[iNews24, Reporter Shin Soo-jung] A private jet carrying six people to Russia crashed in a remote area of northeastern Afghanistan, with reportedly four of the passengers alive.
According to Reuters, AP, and Sputnik News on the 21st (local time), Zabihullah Amiri, a spokesperson for the Badakhshan provincial government of Afghanistan, announced that a rescue team was dispatched after an aircraft crashed in a mountainous area near Zebak village the previous night. Zebak is a mountainous region approximately 155 miles northeast of Kabul, the capital of Afghanistan, and is home to only a few thousand people.
Earlier, Russian aviation authorities confirmed that a Falcon 10B aircraft disappeared from radar while over Badakhshan province the previous evening and announced that the aircraft had four crew members and two Russian passengers, a total of six people on board.
They also added that the plane was an ambulance charter that had departed from Thailand, refueled at Gaya Airport in Bihar, India, and was heading to Zhukovsky International Airport in Moscow. It was reported to have been in contact with the authorities in Afghanistan and neighboring Tajikistan.
Subsequently, the Afghan Taliban government announced that their national airline’s search team found the plane wreckage and that four out of the six passengers had survived.
The Taliban’s Ministry of Transport and Civil Aviation announced through a statement that “four people, including the plane’s pilot, are alive. The search for the remaining two missing persons is ongoing.”
Based on this information, Russian aviation authorities also told the national media that “there is a possibility that four passengers survived.”
A private jet carrying six people to Russia crashed in a remote area of northeastern Afghanistan, with reportedly four of the passengers alive. This image is unrelated to the article. [Photo=Pixabay]

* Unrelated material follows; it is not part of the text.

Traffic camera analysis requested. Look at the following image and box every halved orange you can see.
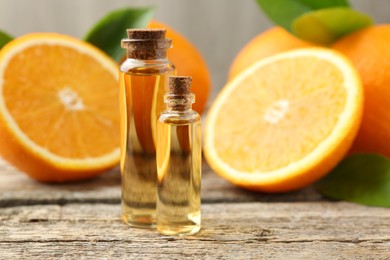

Engine failure is being mentioned as the cause of the crash. Abdul Wahid Rian, a spokesperson for the Afghan Taliban’s Ministry of Public Information and Culture, briefly stated that the cause of the crash was an “engine problem.”
Russia’s TASS News Agency also quoted a national official saying that the accident appears to have been caused by a technical defect in both engines in the aircraft.
Russian authorities reported that the crashed Falcon 10B aircraft was manufactured in 1978 and was a private jet owned by a company and an individual called “Athletic Group.”
Meanwhile, since the Taliban took over Afghanistan in 2021, international airlines have been wary of using Afghan airspace, but the airspace over Zebak and the surrounding area of Badakhshan province has been used as a brief passage route over a few minutes.